– Ты пила?

Сердце у неё грохнулось куда-то вниз…

«Да, я пила, а потом меня трахнули. И сняли это ещё на телефон».

В другой раз, конечно, это могло прозвучать и забавно: пила… Нет, я не пила, я – долото. Но сейчас ей особо смеяться не хотелось, у неё внутри ещё гуляло эхо фрикцией её нового знакомого. И смазка. Уйма смазки.

– Немного, – сказала она, пытаясь совладать с дрожащим языком.

– С Катькой?

– Да, – ответила она и даже не соврала. – Пошла к ней…

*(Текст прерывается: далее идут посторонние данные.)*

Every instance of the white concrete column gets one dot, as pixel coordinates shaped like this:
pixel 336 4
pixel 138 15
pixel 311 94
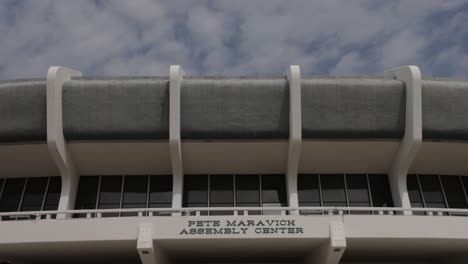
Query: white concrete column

– Ну да, куда же тебе ещё было идти, – буркнул он, но заметно смягчился. Наверное, он сильно переживал, но старался не показывать вида. Чуть дальше телефона стояла пепельница с несколькими раздавленными окурками. – Я уж собирался звонить. Куда-нибудь. Искать тебя.

– Всё обошлось, – ответила она. – Я так устала. Извини, что я вспылила.

– Нет, это ты меня извини.

– Пожалуй, я пойду… спать.

– Ты разве не хочешь об этом поговорить? – удивился он. – Я думал, нам надо понять, как избегать таких ситуаций. Ты пойми, я же смотрю за производством, и мне очень важно, чтобы всё производилось в нужное время, в нужном объёме, в нужный срок. И здесь – в бытовой жизни – точно так же, как и там, на работе. Нам надо твёрдо понимать…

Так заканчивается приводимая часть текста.